The debate surrounding the right-to-die movement has been reignited in recent weeks, due to the Brittany Maynard story. Maynard, a death with dignity advocate, died Saturday, November 1st, at age 29. In spring 2014, Maynard was told she had terminal brain cancer and about six months to live. Shortly after, she elected to relocate with her family to Oregon in order to legally seek aid in dying. Oregon, through its Death with Dignity Act, is one of five U.S. states — including Washington, Montana, New Mexico, and Vermont — that allow assisted suicide.
Maynard’s story continued to unfold with a viral video, featuring interviews with Maynard, her husband Dan, and her mother Debbie. (A follow-up video was later posted. You can watch both videos below.) In an October People magazine cover story Maynard heartbreakingly said, “ … there’s not a single part of me that wants to die. But I am dying.”
Opinions were, and continue to be, divided. For healthcare workers the issue can be especially complex. And even more so for Travel Nurses who may find themselves working in various states where laws differ. While also acknowledging “that there are nurses working in states where assisted suicide is legal,” the American Nurses Association wrote in an April 2013 position statement addressing “Euthanasia, Assisted Suicide, and Aid in Dying”:
“The American Nurses Association recognizes that assisted suicide and euthanasia continue to be debated. Despite philosophical and legal arguments in favor of assisted suicide, it is the position of the ANA as specified in The Code that nurses’ participation in assisted suicide and euthanasia is strictly prohibited.”
Conversely, the Death with Dignity National Center provides a resource page for healthcare providers, which focuses on existing Death with Dignity acts, legislative efforts, and FAQs, also providing additional resources. The Brittany Maynard Fund is another site to check out, for those interested in the Brittany Maynard story.

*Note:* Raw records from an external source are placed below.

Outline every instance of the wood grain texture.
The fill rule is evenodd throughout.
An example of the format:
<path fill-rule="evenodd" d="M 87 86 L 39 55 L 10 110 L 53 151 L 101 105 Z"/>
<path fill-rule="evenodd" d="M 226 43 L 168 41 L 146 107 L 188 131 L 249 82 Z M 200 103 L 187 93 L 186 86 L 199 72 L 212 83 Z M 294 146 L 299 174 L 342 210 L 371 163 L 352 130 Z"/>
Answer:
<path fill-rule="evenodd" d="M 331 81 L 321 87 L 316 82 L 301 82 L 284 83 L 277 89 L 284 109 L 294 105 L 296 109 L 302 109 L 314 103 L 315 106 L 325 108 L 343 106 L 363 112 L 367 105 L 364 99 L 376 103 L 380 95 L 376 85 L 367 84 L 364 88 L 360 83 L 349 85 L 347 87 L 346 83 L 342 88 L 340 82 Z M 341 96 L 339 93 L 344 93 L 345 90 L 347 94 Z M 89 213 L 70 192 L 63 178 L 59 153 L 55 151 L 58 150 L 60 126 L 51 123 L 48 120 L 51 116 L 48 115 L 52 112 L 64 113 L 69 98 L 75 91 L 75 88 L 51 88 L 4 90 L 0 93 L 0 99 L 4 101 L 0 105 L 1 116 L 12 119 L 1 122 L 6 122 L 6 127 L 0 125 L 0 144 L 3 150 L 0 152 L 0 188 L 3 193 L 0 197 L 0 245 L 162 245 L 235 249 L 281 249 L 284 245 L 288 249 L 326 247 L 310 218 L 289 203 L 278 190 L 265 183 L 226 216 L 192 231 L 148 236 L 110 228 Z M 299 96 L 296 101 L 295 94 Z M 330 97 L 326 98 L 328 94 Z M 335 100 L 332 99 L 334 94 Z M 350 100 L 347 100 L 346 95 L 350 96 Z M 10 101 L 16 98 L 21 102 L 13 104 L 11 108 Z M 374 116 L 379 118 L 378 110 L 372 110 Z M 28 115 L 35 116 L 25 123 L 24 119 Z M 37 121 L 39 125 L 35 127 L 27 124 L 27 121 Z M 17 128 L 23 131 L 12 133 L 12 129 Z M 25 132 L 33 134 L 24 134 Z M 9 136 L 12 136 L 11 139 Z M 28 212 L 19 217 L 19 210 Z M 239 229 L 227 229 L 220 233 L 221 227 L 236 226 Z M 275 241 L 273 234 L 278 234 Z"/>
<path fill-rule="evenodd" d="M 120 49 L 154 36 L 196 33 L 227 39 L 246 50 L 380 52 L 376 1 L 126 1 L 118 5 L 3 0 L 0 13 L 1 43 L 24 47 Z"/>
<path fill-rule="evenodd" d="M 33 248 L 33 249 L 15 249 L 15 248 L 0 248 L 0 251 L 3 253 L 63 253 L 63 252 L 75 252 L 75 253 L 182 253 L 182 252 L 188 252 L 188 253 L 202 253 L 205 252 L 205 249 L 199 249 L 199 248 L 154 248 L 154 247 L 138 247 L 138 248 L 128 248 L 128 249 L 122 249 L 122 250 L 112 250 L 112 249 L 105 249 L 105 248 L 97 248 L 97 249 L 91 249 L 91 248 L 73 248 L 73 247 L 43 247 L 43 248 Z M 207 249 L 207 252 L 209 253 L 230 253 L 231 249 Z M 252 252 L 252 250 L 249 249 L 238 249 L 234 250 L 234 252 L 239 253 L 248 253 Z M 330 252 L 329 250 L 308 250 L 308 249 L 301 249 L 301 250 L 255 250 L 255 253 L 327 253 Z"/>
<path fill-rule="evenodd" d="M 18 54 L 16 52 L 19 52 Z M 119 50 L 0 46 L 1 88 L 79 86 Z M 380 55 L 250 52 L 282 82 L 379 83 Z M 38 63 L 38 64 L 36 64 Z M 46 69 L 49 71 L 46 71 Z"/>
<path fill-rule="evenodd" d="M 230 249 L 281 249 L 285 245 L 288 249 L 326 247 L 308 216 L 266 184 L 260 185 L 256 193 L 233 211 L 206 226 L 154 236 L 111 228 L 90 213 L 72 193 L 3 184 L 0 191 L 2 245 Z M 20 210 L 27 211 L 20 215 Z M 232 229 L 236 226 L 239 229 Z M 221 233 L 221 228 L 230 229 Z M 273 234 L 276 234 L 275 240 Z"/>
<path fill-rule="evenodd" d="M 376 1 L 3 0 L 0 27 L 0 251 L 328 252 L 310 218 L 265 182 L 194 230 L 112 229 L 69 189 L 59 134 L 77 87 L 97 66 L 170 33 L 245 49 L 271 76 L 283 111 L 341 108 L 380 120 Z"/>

Regardless of one’s belief or view, the Brittany Maynard story is a sad one. And it is important to remember that besides being an activist, Maynard was a daughter, wife, friend, adventurer, and so much more. If you want to learn more about Maynard’s life, check out this People article, “Inside Brittany Maynard’s Vibrant Life.”
In a final message on her Facebook page, Maynard wrote:
“Goodbye to all my dear friends and family that I love. Today is the day I have chosen to pass away with dignity in the face of my terminal illness, this terrible brain cancer that has taken so much from me … but would have taken so much more. The world is a beautiful place, travel has been my greatest teacher, my close friends and folks are the greatest givers. I even have a ring of support around my bed as I type. … Goodbye world. Spread good energy. Pay it forward!”